Judge of Calcutta High Court
- In office 2 November 2023 – 15 April 2024
- Nominated by: D. Y. Chandrachud
- Appointed by: Droupadi Murmu

Judge of Manipur High Court
- In office 18 March 2019 – 1 November 2023
- Nominated by: Ranjan Gogoi
- Appointed by: Ram Nath Kovind
- Acting Chief Justice
- In office 6 February 2023 – 19 October 2023
- Appointed by: Droupadi Murmu
- Preceded by: P. V. Sanjay Kumar
- Succeeded by: Siddharth Mridul

Judge of Madras High Court
- In office 7 April 2016 – 17 March 2019
- Nominated by: T. S. Thakur
- Appointed by: Pranab Mukherjee

Personal details
- Born: 16 April 1962 (age 64) Vellore
- Parent: K. Vajjiravelu
- Education: M.A. and LL.B

= M. V. Muralidaran =

Indian judge (born 1962)

Maniampattu Vajjiravelu Muralidaran (born 16 April 1962) is a retired Indian judge.

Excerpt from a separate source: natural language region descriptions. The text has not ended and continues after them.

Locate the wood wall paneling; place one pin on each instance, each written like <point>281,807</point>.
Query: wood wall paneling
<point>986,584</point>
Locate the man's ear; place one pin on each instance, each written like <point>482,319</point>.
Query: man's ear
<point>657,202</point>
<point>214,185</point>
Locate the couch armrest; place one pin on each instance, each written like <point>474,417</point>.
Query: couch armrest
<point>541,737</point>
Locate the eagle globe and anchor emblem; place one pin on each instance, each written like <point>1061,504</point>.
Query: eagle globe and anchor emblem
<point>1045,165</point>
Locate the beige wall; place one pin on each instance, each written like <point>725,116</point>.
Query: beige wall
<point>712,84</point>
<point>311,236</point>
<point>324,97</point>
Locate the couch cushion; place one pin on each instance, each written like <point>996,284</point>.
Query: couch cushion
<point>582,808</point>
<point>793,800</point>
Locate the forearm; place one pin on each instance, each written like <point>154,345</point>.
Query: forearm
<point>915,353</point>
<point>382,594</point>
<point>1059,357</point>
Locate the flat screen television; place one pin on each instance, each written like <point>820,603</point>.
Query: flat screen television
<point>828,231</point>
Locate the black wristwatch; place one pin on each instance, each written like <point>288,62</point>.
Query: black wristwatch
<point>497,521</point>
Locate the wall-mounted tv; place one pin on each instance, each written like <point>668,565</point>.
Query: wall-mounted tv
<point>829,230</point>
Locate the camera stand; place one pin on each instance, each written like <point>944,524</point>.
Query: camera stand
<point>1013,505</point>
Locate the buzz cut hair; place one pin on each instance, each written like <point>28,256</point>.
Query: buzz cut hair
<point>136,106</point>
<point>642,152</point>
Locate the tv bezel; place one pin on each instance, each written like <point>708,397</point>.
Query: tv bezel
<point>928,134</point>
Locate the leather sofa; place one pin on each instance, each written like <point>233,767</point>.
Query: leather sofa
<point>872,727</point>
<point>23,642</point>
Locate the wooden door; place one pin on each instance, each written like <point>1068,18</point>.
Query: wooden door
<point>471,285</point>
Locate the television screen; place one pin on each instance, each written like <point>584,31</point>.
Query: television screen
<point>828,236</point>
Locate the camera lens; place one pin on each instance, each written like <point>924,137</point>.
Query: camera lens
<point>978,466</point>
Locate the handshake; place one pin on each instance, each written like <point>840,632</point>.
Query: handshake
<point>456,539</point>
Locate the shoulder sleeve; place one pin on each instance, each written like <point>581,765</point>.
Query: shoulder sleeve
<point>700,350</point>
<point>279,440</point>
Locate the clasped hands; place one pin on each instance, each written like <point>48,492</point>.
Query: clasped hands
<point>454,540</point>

He had served as a Judge of Calcutta High Court, Manipur High Court and Madras High Court.

== Early life ==
He was born on 16 April 1962 to late K. Vajjiravelu at Vellore, Tamil Nadu. His family belongs to agricultural background and he did M.A. and LL.B. He was enrolled as advocate on 12 September 1990 and started practising before the High Court of Madras and Madurai Bench, DRT and DRAT, City Civil Court, Sessions Courts, Magistrate Courts and other Subordinate Courts.

== Career ==
He was appointed as judge of Madras High Court on 7 April 2016 and was transferred to Manipur High Court on 18 March 2019. He also served as Acting Chief Justice of Manipur High Court consequent upon the elevation of the then Chief Justice P. V. Sanjay Kumar to Supreme Court of India

During his tenure as Acting Chief Justice, on 23 March 2023, he ordered the Manipur government to consider the case of the Meitei community in the Scheduled Tribe list, expeditiously, and preferably within a period of four weeks. This Order resulted in unrest in the state which is still ongoing. He also admitted a public interest litigation seeking to quash a report produced by the Editors Guild of India on the Manipur violence this decision irked the then CJI D. Y. Chandrachud who remarked that high court should have better things to do.

Following this he was transferred to Calcutta High Court, though he requested collegium either to transfer him back to his parent high court i.e. Madras High Court or allow him to function at Manipur High Court but collegium turned down his request.

He took oath as judge of Calcutta High Court on 2 November 2023 while Siddharth Mridul was appointed as new permanent chief justice of Manipur High Court.

He retired from Calcutta High Court on 15 April 2024.